Three other women have been admitted, all in the past five years: two World War II heroes, Geneviève de Gaulle-Anthonioz and Germaine Tillion, and Simone Veil, a former health minister and president of the European Parliament.
In 1945, Félix Éboué became the first Black person so honored, for backing Free French forces in World War II as governor of France’s African colonies. As the instrument of a colonial regime, he might be seen differently if he were considered today.
Not until 2002 was another person of color, the writer Alexandre Dumas the elder, placed in the Panthéon — 132 years after he died.
The petition to move Rimbaud’s and Verlaine’s remains began after Mr. Martel and five friends made a pilgrimage to Rimbaud’s grave in Charleville-Mézières, the small city near the Belgian border where he grew up. (He once described it as “exceptionally stupid.”) Mr. Martel found the grave “disappointing,” almost invisible among the other headstones.
At 16, Rimbaud repudiated middle-class propriety, writing to a friend that he had to suffer as a poet, achieving inspiration through “derangement of all the senses.” He wrote to Verlaine, 10 years his senior, then ran off to meet the older man in Paris.
As a teenager, Rimbaud penned masterpieces like “Le Bateau ivre” (“The Drunken Boat”), “Le Dormeur du Val” (“The Sleeper in the Valley”), “Voyelles” (“Vowels”) and the collection “Un Saison en Enfer” (“A Season in Hell”). Then suddenly, at age 20, he stopped writing poetry.
Verlaine, already a well-known poet, joined the Paris Commune, the short-lived socialist government, marking him as a radical in the eyes of the national government. The nascent Third Republic brutally crushed the Commune in 1871, months before he met Rimbaud.
Later called the “prince of poets,” Verlaine wrote well-known works like “Chanson d’Automne” (“Song of Autumn”) and the collection “Romance Sans Paroles” (“Wordless Romance”). Prematurely aged by drink and drugs, he died at 51.
Rimbaud became a soldier for the Dutch in what is now Indonesia, then a trader in coffee and other commodities in Ethiopia. He died of cancer at 37.

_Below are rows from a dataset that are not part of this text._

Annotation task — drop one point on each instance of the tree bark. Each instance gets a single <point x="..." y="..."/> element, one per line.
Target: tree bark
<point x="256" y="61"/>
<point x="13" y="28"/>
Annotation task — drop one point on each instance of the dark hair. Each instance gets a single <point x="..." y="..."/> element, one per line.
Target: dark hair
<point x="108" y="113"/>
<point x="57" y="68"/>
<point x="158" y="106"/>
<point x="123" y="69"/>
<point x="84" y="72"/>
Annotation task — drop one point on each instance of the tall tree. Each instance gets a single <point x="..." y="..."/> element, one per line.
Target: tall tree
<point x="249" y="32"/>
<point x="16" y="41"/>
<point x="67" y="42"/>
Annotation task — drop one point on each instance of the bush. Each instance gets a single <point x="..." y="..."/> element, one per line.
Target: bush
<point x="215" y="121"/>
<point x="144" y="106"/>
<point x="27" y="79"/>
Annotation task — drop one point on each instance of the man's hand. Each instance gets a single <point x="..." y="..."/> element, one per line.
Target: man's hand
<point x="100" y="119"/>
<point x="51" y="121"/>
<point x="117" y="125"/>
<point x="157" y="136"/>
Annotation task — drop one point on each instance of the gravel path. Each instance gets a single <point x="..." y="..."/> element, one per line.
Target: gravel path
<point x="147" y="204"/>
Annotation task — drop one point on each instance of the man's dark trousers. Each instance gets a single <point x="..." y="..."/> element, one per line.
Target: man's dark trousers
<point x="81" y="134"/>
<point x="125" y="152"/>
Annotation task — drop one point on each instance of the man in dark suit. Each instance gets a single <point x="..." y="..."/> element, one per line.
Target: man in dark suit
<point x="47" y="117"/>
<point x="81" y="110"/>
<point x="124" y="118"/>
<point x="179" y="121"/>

Both poets used enigmatic, allusive imagery and are considered part of the Symbolist movement, influencing artists from Debussy to Picasso to Bob Dylan. Rimbaud’s phrase “change life” became a motif for France’s May 1968 protests.

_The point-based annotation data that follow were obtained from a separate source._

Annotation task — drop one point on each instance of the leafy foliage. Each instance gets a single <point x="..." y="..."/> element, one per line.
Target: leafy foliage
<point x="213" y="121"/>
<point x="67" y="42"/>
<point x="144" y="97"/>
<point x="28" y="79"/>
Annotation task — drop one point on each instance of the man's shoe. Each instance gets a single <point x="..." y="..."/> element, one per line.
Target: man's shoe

They have also become gay icons — though both had relationships with women, too — especially in France, where the musical “Rimbaud Verlaine” was performed last year. A 1995 film, “Total Eclipse,” starring Leonardo DiCaprio and David Thewlis, recounted their story.
But Jacqueline Teissier-Rimbaud, the poet’s great-great-niece, said they should not be defined by a relationship that lasted less than two years. “Rimbaud didn’t start his life with Verlaine and didn’t end it up with him,” she said.
If France wants to celebrate sexual difference, it should enshrine someone like Michel Foucault, the gay social theorist, who wrote extensively about sexuality, said Henri Scepi, a professor of French literature at the Sorbonne Nouvelle.
A Panthéon burial, he said, risks distorting the legacy of anti-establishment poets by making them establishment heroes.
“We must preserve their destabilizing and corrosive force against the institutions, the state authority, the army and the police,” he said.